501(c)(3) vs. 501(c)(4)

What's the Difference?

501(c)(3) organizations are typically charitable, religious, educational, scientific, or literary organizations that are tax-exempt and can receive tax-deductible donations. These organizations are limited in their lobbying activities and are prohibited from engaging in political campaign activities. On the other hand, 501(c)(4) organizations are social welfare organizations that are also tax-exempt but are allowed to engage in lobbying activities and some political campaign activities. While both types of organizations are tax-exempt, they have different restrictions and purposes.


Tax-exempt statusYesYes
Primary purposeCharitable, religious, educational, scientific, literary, testing for public safety, fostering national or international amateur sports competition, or preventing cruelty to children or animalsSocial welfare, civic betterment, or social advocacy
Political activitiesVery limited lobbying and no political campaign interventionCan engage in unlimited lobbying and some political campaign intervention
DonationsTax-deductible for donorsNot tax-deductible for donors

Further Detail


501(c)(3) and 501(c)(4) are both types of nonprofit organizations recognized by the Internal Revenue Service (IRS) in the United States. While they share some similarities, they also have distinct differences in terms of their purposes, activities, and tax-exempt status.

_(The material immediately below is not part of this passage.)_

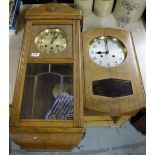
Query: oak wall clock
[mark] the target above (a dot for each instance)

501(c)(3) organizations are typically charitable, religious, educational, scientific, literary, or public safety organizations. They are required to operate exclusively for one or more of these purposes in order to qualify for tax-exempt status. On the other hand, 501(c)(4) organizations are social welfare organizations that focus on promoting the common good and general welfare of the community. They can engage in lobbying and political activities to further their social welfare goals.


501(c)(3) organizations are limited in the amount of lobbying and political activities they can engage in. They are prohibited from endorsing or opposing political candidates, and their lobbying activities must be insubstantial in relation to their overall activities. In contrast, 501(c)(4) organizations have more flexibility in engaging in lobbying and political activities. They can endorse or oppose political candidates and participate in political campaigns, as long as these activities are not their primary purpose.

Tax-Exempt Status

501(c)(3) organizations are eligible for tax-exempt status, meaning they do not have to pay federal income tax on their earnings. Additionally, donations to 501(c)(3) organizations are tax-deductible for the donors. This tax-exempt status comes with certain restrictions, such as limits on lobbying and political activities. On the other hand, 501(c)(4) organizations are also tax-exempt, but donations to them are not tax-deductible. They are allowed to engage in more lobbying and political activities than 501(c)(3) organizations.

Public Disclosure

501(c)(3) organizations are required to file annual information returns (Form 990) with the IRS, which are publicly available and provide detailed information about their finances, activities, and governance. This transparency is intended to ensure that these organizations are operating in the public interest and using their resources appropriately. In contrast, 501(c)(4) organizations are not required to disclose their donors publicly, which has led to concerns about potential influence from undisclosed sources in the political process.

Donor Privacy

501(c)(3) organizations are generally prohibited from engaging in political activities, including endorsing or opposing political candidates. As a result, donors to these organizations can be assured that their contributions will not be used for political purposes. On the other hand, donors to 501(c)(4) organizations may not have the same level of assurance, as these organizations can engage in political activities that may not align with the donors' beliefs or values.


While both 501(c)(3) and 501(c)(4) organizations are important components of the nonprofit sector, they serve different purposes and have different rules and regulations governing their activities. 501(c)(3) organizations focus on charitable, educational, and religious activities, while 501(c)(4) organizations focus on social welfare and advocacy. Understanding the distinctions between these two types of organizations can help donors and stakeholders make informed decisions about where to direct their support.